Chapter 31 Tex

TEX

“Two million?”

The smile on Rowan’s face softened, but didn’t disappear. If anything, she looked almost sheepish, like she’d just remembered something important.

My stomach tightened at the memory of that night. Of holding her against me while she shook in fear of the anger that had burned through my veins. “Why?”

She glanced toward the house, then back at me. “I found something at my parents’ place. Paperwork. It was locked in a metal lockbox in their bedroom closet.”

I stayed quiet, letting her talk.

“They’d been putting money aside,” she continued. “Every month. For years.”

“How much money?”

She hesitated and swallowed, looking almost sheepish before she spoke again. “Millions.”

I stilled. “That’s a hell of a lotta money, Rowan.”

“I know.” Her eyes were bright now, and excited. “At first I thought it had to be wrong. But I called the bank. Got it confirmed. It’s all accurate. I wasn’t going to touch it, but it feels like such a waste when I can do so much good with it. And now I can pay the club back for all of this too.”

I didn’t say anything but something in my gut twisted uncomfortably. “You still got the paperwork?” I asked.

She nodded. “Yeah, I mean, if it didn’t get burned up. It was in the metal lock box, though, so it should be okay.”

Inside, the smell of fresh paint and new wood hung in the air. Workers moved in and out quietly, but gave us space as Rowan led me down the hallway toward her parents’ old bedroom.

She knelt beside the closet and reached in before pulling out the metal lock box. It was scratched and dented, but intact.

She unlocked it and smiled as she pulled out the neatly organized papers inside and handed them to me.

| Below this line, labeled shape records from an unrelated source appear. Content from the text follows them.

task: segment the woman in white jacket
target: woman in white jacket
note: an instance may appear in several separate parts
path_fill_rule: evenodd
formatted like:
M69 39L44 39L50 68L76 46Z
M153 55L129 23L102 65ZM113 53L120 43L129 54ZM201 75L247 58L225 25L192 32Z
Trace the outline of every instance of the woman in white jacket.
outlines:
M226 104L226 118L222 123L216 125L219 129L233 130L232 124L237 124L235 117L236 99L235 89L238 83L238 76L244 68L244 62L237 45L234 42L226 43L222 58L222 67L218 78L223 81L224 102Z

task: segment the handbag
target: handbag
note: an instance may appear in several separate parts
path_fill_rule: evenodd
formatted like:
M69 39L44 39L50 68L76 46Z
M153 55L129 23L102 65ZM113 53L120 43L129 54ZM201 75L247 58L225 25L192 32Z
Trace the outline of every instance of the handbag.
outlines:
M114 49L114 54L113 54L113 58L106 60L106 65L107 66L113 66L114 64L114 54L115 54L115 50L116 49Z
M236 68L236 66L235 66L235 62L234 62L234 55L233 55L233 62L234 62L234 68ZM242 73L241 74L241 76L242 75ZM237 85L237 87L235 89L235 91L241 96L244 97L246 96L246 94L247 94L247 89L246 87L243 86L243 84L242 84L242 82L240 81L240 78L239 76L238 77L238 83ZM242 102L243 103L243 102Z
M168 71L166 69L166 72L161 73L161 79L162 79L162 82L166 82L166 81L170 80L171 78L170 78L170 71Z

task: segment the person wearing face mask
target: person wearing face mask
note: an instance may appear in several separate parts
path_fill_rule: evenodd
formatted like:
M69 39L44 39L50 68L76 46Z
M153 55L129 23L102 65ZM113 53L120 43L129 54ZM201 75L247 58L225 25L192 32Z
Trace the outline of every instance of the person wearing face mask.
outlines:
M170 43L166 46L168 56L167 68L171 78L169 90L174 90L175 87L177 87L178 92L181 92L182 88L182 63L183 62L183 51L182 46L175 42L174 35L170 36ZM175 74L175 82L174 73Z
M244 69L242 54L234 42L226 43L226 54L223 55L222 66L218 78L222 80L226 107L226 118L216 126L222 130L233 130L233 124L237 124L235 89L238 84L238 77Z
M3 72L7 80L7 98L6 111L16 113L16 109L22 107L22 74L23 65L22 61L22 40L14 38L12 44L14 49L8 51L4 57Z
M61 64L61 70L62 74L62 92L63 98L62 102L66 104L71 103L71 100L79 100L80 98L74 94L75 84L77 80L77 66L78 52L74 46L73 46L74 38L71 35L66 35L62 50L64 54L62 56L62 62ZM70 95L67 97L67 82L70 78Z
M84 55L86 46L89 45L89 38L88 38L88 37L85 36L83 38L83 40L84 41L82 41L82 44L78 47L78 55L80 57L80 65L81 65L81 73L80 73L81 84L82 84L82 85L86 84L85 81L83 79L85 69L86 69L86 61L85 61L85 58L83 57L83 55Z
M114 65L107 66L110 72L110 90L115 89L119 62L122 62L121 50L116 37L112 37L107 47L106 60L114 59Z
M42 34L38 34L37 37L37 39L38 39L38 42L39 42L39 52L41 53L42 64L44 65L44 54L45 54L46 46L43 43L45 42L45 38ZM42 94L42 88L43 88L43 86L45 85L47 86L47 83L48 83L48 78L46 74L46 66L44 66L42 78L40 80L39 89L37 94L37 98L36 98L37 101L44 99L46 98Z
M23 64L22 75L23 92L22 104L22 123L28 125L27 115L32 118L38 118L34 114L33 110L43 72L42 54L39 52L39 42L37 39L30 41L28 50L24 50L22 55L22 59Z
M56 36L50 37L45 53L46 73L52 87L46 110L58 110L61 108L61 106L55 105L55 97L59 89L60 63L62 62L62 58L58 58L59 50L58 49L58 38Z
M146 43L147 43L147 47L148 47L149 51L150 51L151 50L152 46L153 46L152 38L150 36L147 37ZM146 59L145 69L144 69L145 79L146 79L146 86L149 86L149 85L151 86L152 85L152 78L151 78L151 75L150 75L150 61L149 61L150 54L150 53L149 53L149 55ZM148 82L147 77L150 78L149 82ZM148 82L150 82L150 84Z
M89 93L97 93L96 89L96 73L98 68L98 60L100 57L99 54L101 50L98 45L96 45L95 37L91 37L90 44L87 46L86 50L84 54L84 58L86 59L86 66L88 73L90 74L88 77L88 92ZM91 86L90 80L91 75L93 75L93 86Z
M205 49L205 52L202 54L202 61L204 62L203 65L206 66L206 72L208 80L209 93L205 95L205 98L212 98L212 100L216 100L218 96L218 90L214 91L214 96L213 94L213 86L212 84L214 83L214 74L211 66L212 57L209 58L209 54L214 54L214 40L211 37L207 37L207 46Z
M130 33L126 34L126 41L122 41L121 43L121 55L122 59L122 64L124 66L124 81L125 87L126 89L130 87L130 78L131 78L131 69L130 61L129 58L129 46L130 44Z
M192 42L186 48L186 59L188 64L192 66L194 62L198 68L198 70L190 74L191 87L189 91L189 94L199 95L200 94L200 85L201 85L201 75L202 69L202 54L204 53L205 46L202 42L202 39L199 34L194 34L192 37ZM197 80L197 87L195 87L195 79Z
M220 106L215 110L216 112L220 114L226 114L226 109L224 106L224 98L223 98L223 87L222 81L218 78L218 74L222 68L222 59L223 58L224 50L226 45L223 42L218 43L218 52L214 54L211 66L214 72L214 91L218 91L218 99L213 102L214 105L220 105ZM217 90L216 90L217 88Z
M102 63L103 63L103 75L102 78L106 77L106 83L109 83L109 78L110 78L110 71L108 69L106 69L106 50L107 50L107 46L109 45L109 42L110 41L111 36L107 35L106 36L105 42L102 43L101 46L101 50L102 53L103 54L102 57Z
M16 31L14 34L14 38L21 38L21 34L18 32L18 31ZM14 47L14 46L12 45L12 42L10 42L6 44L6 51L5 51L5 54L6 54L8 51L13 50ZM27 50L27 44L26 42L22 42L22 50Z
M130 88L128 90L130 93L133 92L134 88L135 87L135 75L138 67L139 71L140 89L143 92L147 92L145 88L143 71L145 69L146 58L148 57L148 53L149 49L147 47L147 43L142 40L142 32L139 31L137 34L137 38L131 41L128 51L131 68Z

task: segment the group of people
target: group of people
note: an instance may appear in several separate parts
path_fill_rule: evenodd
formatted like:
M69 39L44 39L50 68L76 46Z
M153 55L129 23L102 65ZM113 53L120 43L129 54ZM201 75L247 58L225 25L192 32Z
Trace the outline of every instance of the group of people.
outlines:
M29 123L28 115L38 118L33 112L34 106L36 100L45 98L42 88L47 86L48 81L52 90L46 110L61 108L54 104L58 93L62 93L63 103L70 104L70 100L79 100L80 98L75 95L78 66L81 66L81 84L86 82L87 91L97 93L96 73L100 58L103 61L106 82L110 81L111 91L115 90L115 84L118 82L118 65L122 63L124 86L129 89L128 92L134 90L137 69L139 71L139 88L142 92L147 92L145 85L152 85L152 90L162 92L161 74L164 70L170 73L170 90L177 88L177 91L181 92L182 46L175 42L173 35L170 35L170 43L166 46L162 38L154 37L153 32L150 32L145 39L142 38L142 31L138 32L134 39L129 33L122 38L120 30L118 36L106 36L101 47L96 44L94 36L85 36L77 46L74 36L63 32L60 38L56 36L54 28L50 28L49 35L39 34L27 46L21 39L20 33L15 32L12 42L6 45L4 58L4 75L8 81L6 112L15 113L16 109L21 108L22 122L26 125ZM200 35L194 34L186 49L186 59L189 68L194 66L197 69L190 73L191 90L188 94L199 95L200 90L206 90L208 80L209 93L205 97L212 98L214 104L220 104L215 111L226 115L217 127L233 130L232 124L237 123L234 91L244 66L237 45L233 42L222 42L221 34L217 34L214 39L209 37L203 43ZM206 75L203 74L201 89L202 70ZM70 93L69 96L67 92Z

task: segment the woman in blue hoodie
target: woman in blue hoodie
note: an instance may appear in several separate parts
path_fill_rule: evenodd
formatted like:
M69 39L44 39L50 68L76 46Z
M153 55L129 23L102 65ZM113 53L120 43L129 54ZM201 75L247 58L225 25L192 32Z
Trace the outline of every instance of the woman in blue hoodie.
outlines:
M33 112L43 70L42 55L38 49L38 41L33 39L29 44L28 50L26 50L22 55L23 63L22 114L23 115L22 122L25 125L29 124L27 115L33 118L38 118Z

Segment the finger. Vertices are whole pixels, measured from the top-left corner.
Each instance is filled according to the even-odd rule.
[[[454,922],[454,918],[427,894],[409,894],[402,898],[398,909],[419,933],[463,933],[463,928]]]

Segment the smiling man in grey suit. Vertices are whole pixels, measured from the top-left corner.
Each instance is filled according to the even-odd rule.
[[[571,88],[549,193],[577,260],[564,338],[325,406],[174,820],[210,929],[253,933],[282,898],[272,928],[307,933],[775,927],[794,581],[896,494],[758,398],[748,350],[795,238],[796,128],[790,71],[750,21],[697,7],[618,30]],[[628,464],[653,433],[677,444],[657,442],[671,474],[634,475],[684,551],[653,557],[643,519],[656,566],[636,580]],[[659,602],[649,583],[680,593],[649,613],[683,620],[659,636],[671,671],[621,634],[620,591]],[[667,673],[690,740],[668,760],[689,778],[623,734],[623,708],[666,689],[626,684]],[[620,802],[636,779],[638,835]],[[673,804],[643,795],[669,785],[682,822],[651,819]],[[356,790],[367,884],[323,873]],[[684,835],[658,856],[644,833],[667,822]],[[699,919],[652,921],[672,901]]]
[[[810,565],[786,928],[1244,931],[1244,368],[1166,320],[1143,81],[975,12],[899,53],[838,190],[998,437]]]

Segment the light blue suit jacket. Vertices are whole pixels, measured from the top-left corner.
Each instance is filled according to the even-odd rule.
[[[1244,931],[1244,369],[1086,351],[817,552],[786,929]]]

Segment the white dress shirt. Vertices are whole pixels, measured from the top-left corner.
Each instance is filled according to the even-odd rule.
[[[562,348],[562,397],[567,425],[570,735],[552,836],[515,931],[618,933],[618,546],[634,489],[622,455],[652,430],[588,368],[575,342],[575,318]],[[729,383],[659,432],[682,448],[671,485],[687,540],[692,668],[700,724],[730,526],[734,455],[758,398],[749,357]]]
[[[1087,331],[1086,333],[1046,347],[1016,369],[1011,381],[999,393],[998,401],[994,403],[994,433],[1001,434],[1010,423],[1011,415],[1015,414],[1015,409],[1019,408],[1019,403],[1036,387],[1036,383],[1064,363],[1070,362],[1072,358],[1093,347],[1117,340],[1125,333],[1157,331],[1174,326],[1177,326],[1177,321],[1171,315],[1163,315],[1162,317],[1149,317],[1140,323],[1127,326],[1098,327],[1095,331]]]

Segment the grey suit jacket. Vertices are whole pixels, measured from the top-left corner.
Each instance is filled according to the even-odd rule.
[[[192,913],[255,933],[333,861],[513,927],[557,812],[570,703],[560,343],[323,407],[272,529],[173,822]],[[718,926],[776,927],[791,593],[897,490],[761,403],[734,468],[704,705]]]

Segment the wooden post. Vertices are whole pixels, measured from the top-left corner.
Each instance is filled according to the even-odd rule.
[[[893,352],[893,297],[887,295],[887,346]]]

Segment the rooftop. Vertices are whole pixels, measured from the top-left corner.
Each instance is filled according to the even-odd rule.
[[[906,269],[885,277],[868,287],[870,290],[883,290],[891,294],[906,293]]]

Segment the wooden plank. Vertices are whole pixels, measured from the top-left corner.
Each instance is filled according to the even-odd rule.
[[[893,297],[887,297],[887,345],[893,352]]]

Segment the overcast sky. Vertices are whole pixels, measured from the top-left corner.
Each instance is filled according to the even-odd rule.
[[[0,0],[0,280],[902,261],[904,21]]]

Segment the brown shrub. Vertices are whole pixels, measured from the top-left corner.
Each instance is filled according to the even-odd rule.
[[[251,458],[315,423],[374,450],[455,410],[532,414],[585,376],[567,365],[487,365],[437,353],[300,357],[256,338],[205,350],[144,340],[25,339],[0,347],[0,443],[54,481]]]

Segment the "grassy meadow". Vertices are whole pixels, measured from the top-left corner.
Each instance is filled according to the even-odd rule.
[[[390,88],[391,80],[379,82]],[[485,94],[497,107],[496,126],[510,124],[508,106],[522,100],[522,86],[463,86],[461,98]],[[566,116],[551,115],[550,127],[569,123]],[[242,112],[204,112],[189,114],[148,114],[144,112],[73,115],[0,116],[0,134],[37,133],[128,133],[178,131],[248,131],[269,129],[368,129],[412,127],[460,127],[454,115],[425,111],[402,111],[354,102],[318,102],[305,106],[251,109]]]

I scanned the pages, noting bank statements, money transfers, and account summaries.

And my eyes went wide as I spotted the total in the bottom right-hand corner.

The date on that statement had been a few months before her mom and dad had been killed, too, so the amount was even more now, especially with interest.

I let out a long whistle.

And she wasn’t lying.

There were millions that had been slowly accumulated over years in regular, careful, clean deposits.

“And you said you get all this confirmed?” I asked again.

She nodded. “Yeah. I spoke to a clerk. They verified everything.”

She looked happy and relieved, and I felt like a piece of shit at the thought that I might burst her bubble. She’d finally found something good in the middle of all the bad, but my gut twisted harder the more I looked through the paperwork.

“Somethin’ doesn’t feel right, Rowan,” I muttered.

Her smile faltered. “What do you mean?”

I shook my head slowly. “Don’t know. I can’t explain it, but I know to trust my gut.”

She leaned back against the bed, thinking.

“Well, it makes sense, doesn’t it?” she said softly.

“My parents were clearly helping the cartel. They were probably getting paid for it, and I know it’s likely blood money, but I want to use it for good.

Surely that’s better than just, I don’t know, giving it away to the government or…

” She shrugged helplessly. “Do I need to give it back to the cartel?”

My jaw tightened and she kept talking, piecing it together.

She bit down on her lower lip and looked back down at the papers.

“It looks like they tried to stop right before they were killed because that’s when all the payments stopped.

Which would make sense because I told them I was coming back to live at the ranch and they tried to stop me, but I wouldn’t listen.

I just wanted to come home and ride horses. ”

I flipped through the papers again and again, trying to figure out what was making me feel so tense. Trying to figure out why this all felt so wrong. The cartel didn’t need this money. It was a couple million, which was nothing to them.

“Bank clerk say anything else?” I asked.

“Yeah, actually.” She leaned forward slightly and sighed. “They said the payments in and out of the account stopped right before my parents died.”

My head lifted. “Payments going out?”

She nodded. “Yeah. Must’ve been someone in the cartel. I don’t mind giving the money back—not if it keeps me and the ranch safe. I just hoped I could do some good with it, but I get it. I thought it was too good to be true.”

“Did they give you a name, Rowan? Of who the payments were going to,” I asked, gathering the papers together and putting them all back into the lock box.

“Yeah, it was a man named Peter Anthony. I don’t know anyone with that name, though, so it has to be someone in the cartel, but it doesn’t sound like a Mexican name.”

Rowan was still talking, but I couldn’t hear a thing she was saying.

Everything stopped and my body had gone still. A cold spread through me like ice in my veins, freezing everything in its path as the gut-churning realization hit me.

“Peter Anthony?” I repeated quietly.

She nodded. “Yeah. Weird name, right? Like I said, it doesn’t exactly sound Mexican.”

“It’s not Mexican,” I replied.

I knew that name. I knew it real well.

Peter Anthony wasn’t cartel, and he wasn’t some middleman.

He was a fucking rat.

He was the rat in our club.

And suddenly, everything made sense.